Product Selector

Fusion 5.9
    Fusion 5.9

    Use Tika Asynchronous Parsing

    This document describes how to set up your application to use Tika asynchronous parsing.

    Unlike synchronous Tika parsing, which uses a parser stage, asynchronous Tika parsing is configured in the datasource and index pipeline. For more information, see Asynchronous Tika Parsing.

    Field names change with asynchronous Tika parsing.

    In contrast to synchronous parsing, asynchronous Tika parsing prepends parser_ to fields added to a document.
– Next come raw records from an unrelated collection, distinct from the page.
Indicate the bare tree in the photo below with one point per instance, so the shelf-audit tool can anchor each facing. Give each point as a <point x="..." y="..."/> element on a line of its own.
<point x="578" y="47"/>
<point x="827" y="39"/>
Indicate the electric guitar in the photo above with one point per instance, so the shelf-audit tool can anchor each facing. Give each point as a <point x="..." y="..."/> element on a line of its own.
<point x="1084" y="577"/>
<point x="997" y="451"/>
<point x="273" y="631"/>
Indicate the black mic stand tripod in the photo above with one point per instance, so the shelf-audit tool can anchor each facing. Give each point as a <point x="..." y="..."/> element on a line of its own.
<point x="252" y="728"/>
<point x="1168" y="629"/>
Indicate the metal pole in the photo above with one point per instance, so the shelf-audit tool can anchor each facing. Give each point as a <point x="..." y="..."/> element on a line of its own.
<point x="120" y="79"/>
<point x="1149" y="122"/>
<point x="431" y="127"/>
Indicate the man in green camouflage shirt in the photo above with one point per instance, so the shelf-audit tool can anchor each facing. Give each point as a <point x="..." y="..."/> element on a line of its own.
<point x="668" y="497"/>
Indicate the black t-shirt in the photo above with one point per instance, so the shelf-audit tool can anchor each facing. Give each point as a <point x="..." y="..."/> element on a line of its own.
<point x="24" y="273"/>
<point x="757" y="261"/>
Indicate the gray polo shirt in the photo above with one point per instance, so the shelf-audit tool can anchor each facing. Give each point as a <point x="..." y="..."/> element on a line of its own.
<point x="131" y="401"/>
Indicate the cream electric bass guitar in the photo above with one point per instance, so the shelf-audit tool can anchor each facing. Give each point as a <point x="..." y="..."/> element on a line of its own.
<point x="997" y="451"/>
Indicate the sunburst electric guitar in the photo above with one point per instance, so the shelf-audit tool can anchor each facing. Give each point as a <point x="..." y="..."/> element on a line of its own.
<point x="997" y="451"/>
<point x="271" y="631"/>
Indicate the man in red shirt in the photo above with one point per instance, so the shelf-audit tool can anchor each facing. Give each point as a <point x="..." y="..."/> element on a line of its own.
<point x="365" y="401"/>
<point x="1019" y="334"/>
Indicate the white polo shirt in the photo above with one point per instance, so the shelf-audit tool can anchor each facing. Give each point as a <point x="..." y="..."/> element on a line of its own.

System fields, which start with _lw_, are not prepended with parser_.

    If you are migrating to asynchronous Tika parsing, and your search application configuration relies on specific field names, update your search application to use the new fields.

    Configure the connectors datasource

    1. Navigate to your datasource.

    2. Enable the Advanced view.

    3. Enable the Async Parsing option.

      Enable async option

      Fusion 5.12 uses your parser configuration when using asynchronous parsing.

      The asynchronous parsing service performs Tika parsing using Apache Tika Server.

      In Fusion 5.8 through 5.11, other parsers, such as HTML and JSON, are not supported by the asynchronous parsing service. By enabling asynchronous parsing, the parser configuration linked to your datasource is ignored.

      In Fusion 5.12 and later, other parsers, such as HTML and JSON, are supported by the asynchronous parsing service. By enabling asynchronous parsing, the parser configuration linked to your datasource is used.

    4. Save the datasource configuration.

    Configure the parser stage

    You must do this step in Fusion 5.12 and later. This section does not apply for users of Fusion 5.11 or earlier.
    1. Navigate to Parsers.

    2. Select the parser, or create a new parser.

    3. From the Add a parser stage menu, select Apache Tika Container Parser.

    4. (Optional) Enter a label for this stage. This label changes the names from Apache Tika Container Parser to the value you enter in this field.

    5. If the Apache Tika Container Parser stage is not already the first stage, drag and drop the stage to the top of the stage list so it is the first stage that runs.

    Configure the index pipeline

    1. Go to the Index Pipeline screen.

    2. Add the Solr Partial Update Indexer stage.

    3. Turn off the Reject Update if Solr Document is not Present option and turn on the Process All Pipeline Doc Fields option:

      Tika config setup

    4. Include an extra update field in the stage configuration using any update type and field name. In this example, an incremental field docs_counter_i with an increment value of 1 is added:

      Tika config setup

    5. Enable the Allow reserved fields option:

      Tika config setup

    6. Click Save.

    7. Turn off or remove the Solr Indexer stage, and move the Solr Partial Update Indexer stage to be the last stage in the pipeline.

      Tika config setup

    Asynchronous Tika parsing setup is now complete. Run the datasource indexing job and monitor the results.